I was sitting in class this evening, and someone brought up a book that a lot of us were reading in a separate class, Purpose Driven Church. Immediately, almost everyone gasped in horror and disgust (someone even made the symbol of a cross at the book!) The passage in question, Rick Warren’s suggestion of starting worship with an upbeat song (never mind that most mainline churches do that) became the symbol of all that was wrong with evangelicalism- shallow, demanding only a one time commitment, and giving no impetus for long term discipleship. At the end of the conversation, the book symbolized everything wrong with all those big churches and those conservative pastors: it was “manipulative”, “shallow”, “boring”, and “irrelevant” for mainline ministry.

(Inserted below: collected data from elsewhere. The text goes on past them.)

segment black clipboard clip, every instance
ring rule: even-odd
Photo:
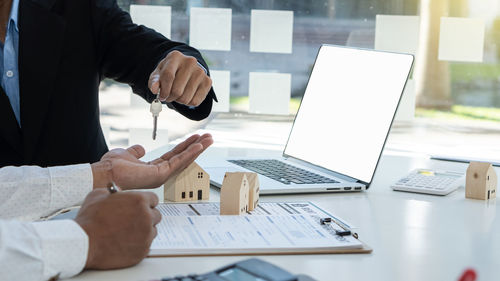
[[[319,219],[319,223],[321,225],[330,225],[330,226],[331,226],[332,223],[335,223],[338,226],[340,226],[340,228],[342,228],[342,230],[337,230],[337,229],[335,229],[335,228],[332,227],[332,229],[335,231],[335,234],[337,234],[338,236],[352,235],[354,238],[358,239],[358,234],[357,233],[352,232],[350,229],[342,226],[340,223],[338,223],[336,220],[334,220],[332,218],[322,218],[322,219]]]

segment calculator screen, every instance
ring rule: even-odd
[[[431,170],[419,170],[417,171],[417,174],[423,175],[423,176],[435,176],[435,177],[449,177],[449,178],[459,178],[462,175],[457,174],[457,173],[446,173],[446,172],[434,172]]]
[[[228,281],[266,281],[237,267],[222,271],[219,276]]]

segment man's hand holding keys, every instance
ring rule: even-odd
[[[198,106],[207,97],[212,80],[196,58],[170,52],[149,76],[149,89],[160,101]]]

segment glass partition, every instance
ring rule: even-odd
[[[292,117],[319,46],[336,44],[415,55],[396,130],[438,130],[433,125],[452,122],[467,128],[486,124],[497,133],[498,0],[118,3],[136,23],[202,52],[221,101],[216,112]]]

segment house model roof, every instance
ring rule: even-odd
[[[486,175],[490,171],[490,168],[493,170],[493,166],[491,165],[491,163],[471,162],[469,167],[467,168],[467,172],[470,173],[471,171],[473,171],[474,174],[477,174],[477,176],[472,175],[474,178],[486,178]]]
[[[204,172],[205,174],[207,174],[205,172],[205,170],[203,170],[203,168],[200,167],[200,165],[198,165],[196,162],[193,162],[193,163],[191,163],[191,165],[187,166],[187,168],[184,169],[184,171],[182,171],[181,173],[179,173],[176,177],[189,176],[191,173],[198,173],[200,171]]]
[[[222,183],[223,189],[224,187],[229,187],[228,189],[224,189],[224,191],[221,190],[221,192],[228,193],[228,194],[234,194],[234,193],[240,193],[241,186],[243,185],[243,181],[246,181],[248,185],[248,178],[245,175],[245,173],[239,173],[239,172],[234,172],[234,173],[226,173],[224,176],[224,181]]]
[[[210,194],[210,175],[197,163],[191,163],[164,184],[164,199],[168,201],[207,200]]]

This was blatant, first class, shameless, theologically fundamentalist stereotyping. In the end, for many of my classmates, Rick Warren’s conservatism invalidated everything he said about pastoral leadership. Furthermore, their criticisms willfully ignored huge stretches of the book where Rick Warren talks about member’s rigorous discipleship training program (which would put most of our mainline churches to shame) or where he notes that his chapter on worship primarily refer to “seeker services”, which are geared exclusively for non-Christians, while members get a service with more depth later in the week.

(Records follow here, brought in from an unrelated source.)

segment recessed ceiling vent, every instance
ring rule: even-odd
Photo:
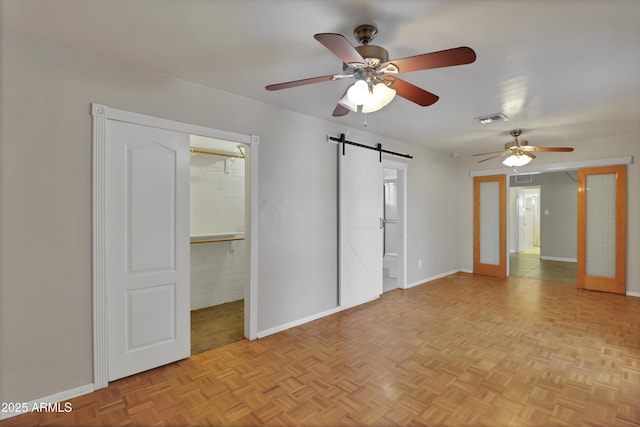
[[[479,121],[483,125],[488,125],[489,123],[498,121],[506,122],[509,118],[502,113],[494,113],[487,116],[476,117],[475,120]]]
[[[533,175],[516,175],[516,184],[533,182]]]

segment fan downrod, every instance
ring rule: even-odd
[[[517,139],[522,134],[522,129],[514,129],[509,133],[511,134],[512,137]]]
[[[353,36],[358,40],[360,44],[367,45],[369,42],[376,38],[378,35],[378,28],[375,25],[371,24],[363,24],[358,25],[355,30],[353,30]]]

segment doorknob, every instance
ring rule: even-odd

I am not surprised by this episode, but I am disappointed. It’s a shame that my classmates, who have been lectured by liberal professors time and time again to “read a text in its entirety” and to “not prooftext”, have just willfully done exactly that.
Unfortunately, this is not the first time I’ve seen this happen at Drew. (And if you talk to any conservative student at my school, they can tell you stories about the times they’ve been stereotyped or even demonized by other students and professors.)
Oh well, so much for that much vaunted liberal tolerance.